Re: [RFC PATCH] genirq: Exclude managed irq during irq migration

From: Chen Yu
Date: Thu Oct 26 2023 - 03:03:18 EST


Hi Thomas,

On 2023-10-25 at 16:34:59 +0200, Thomas Gleixner wrote:
> Chen!
>
> On Fri, Oct 20 2023 at 15:25, Chen Yu wrote:
> > The managed IRQ will be shutdown and not be migrated to
>
> Please write out interrupts in change logs, this is not twitter.
>
> > other CPUs during CPU offline. Later when the CPU is online,
> > the managed IRQ will be re-enabled on this CPU. The managed
> > IRQ can be used to reduce the IRQ migration during CPU hotplug.
> >
> > Before putting the CPU offline, the number of the already allocated
> > IRQs on this offlining CPU will be compared to the total number
>
> The usage of IRQs and vectors is slightly confusing all over the
> place.
>
> > of available IRQ vectors on the remaining online CPUs.

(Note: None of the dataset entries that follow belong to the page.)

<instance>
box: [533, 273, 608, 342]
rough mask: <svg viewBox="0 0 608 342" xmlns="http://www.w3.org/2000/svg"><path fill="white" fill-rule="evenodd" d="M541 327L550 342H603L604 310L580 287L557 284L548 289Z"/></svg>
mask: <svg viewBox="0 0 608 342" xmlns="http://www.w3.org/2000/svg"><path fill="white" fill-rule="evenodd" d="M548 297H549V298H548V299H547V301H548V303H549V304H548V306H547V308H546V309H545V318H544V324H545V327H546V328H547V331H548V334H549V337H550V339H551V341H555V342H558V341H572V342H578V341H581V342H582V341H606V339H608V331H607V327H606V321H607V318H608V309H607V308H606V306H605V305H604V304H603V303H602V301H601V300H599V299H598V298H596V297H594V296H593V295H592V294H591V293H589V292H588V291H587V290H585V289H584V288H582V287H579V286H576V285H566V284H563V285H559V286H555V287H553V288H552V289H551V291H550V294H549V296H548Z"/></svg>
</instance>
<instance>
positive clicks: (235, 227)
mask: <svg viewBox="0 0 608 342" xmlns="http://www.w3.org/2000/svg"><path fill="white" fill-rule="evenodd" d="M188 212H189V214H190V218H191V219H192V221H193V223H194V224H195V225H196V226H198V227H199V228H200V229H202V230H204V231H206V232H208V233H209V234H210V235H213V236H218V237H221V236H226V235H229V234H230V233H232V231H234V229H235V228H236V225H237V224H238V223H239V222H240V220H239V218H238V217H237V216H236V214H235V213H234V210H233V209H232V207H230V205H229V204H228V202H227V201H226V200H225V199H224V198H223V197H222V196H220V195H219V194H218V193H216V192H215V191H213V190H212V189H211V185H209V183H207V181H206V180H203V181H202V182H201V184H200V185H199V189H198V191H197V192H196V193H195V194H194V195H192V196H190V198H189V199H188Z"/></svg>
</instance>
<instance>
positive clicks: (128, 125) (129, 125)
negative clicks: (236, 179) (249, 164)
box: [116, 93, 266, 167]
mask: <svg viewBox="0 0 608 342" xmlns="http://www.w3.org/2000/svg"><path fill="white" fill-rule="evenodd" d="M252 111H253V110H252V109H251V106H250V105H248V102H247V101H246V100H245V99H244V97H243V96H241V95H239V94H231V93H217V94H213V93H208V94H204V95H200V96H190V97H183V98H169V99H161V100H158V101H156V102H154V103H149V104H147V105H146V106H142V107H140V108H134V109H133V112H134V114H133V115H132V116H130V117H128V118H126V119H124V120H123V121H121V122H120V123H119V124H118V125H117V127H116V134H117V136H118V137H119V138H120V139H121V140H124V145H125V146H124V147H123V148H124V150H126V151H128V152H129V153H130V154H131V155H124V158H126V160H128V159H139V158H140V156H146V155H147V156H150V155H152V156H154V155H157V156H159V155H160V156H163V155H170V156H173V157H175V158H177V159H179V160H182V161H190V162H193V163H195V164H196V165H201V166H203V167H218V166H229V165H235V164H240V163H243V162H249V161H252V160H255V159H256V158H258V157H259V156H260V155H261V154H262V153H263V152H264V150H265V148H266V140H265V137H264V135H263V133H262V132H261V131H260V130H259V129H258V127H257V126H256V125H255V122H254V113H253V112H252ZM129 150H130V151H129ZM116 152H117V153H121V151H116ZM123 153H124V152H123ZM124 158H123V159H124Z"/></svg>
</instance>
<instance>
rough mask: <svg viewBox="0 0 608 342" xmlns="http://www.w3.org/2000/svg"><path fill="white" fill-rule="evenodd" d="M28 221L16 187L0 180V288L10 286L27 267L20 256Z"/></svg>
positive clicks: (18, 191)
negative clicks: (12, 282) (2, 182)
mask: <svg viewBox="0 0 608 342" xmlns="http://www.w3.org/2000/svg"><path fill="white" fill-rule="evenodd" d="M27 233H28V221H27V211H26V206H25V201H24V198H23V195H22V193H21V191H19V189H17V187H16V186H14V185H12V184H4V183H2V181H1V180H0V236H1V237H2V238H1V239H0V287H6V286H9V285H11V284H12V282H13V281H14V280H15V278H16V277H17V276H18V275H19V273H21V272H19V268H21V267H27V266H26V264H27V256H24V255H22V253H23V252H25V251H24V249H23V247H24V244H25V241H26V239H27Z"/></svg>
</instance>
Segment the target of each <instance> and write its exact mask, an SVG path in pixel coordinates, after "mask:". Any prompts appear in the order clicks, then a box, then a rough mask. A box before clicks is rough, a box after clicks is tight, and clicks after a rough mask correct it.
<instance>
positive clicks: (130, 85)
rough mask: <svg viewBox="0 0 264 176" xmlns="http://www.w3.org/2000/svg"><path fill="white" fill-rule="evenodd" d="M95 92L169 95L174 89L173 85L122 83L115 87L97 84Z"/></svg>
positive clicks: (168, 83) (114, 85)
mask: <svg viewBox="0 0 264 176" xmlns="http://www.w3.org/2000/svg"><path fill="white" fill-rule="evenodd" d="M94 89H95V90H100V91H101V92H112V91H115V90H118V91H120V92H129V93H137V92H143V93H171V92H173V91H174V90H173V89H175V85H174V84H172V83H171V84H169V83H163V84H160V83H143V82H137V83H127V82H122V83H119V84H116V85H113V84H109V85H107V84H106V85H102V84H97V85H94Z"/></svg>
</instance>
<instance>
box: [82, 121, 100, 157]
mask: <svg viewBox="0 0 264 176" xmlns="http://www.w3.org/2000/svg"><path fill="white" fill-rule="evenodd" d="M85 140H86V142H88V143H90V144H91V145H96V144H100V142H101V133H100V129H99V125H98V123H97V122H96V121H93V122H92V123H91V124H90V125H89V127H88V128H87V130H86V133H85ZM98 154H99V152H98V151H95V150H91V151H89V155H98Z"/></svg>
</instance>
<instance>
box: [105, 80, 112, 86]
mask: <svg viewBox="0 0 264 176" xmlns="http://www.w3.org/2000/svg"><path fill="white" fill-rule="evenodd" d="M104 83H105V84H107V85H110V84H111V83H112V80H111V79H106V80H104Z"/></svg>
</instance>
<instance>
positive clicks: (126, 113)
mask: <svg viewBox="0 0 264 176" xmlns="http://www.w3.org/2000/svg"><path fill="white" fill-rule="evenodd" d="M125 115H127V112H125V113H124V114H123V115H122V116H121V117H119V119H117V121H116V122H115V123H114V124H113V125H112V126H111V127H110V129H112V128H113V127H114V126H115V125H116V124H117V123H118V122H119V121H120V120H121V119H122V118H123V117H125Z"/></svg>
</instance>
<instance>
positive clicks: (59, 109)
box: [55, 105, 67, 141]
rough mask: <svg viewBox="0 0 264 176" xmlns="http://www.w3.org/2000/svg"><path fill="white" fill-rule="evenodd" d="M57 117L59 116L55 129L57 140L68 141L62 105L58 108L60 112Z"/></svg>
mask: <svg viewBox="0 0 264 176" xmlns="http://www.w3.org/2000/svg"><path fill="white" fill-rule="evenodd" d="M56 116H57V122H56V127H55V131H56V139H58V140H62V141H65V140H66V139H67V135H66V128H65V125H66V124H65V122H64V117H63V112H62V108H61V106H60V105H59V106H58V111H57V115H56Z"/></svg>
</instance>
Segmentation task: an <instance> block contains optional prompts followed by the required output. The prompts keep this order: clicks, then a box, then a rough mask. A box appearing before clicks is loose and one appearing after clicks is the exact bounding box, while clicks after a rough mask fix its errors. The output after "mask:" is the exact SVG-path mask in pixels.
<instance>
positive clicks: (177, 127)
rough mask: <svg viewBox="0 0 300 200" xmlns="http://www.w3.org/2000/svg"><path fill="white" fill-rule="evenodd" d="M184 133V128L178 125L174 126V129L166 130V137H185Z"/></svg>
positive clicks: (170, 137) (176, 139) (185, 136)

If there is
> > not enough slot for these IRQs to be migrated to, the CPU offline
> > will be terminated. However, currently the code treats the managed
> > IRQ as migratable, which is not true, and brings false negative
> > during CPU hotplug and hibernation stress test.
>
> Your assumption that managed interrupts cannot be migrated is only
> correct when the managed interrupts affinity mask has exactly one online
> target CPU. Otherwise the interrupt is migrated to one of the other
> online CPUs in the affinity mask.
>
> Though that does not affect the migrateability calculation because in
> case that a managed interrupt has an affinity mask with more than one
> target CPU set, the vectors on the currently not targeted CPUs are
> already reserved and accounted for in matrix->global_available. IOW,
> migrateability for such managed interrupts is already guaranteed.
>

Got it, the percpu cm->managed has been pre-reserved already and is
excluded from m->global_available. So we still should substract the
number of allocated managed interrupts to avoid duplicated calculation.

> I'll amend the changelog to make this clear.
>

Thanks for helping on this.

thanks,
Chenyu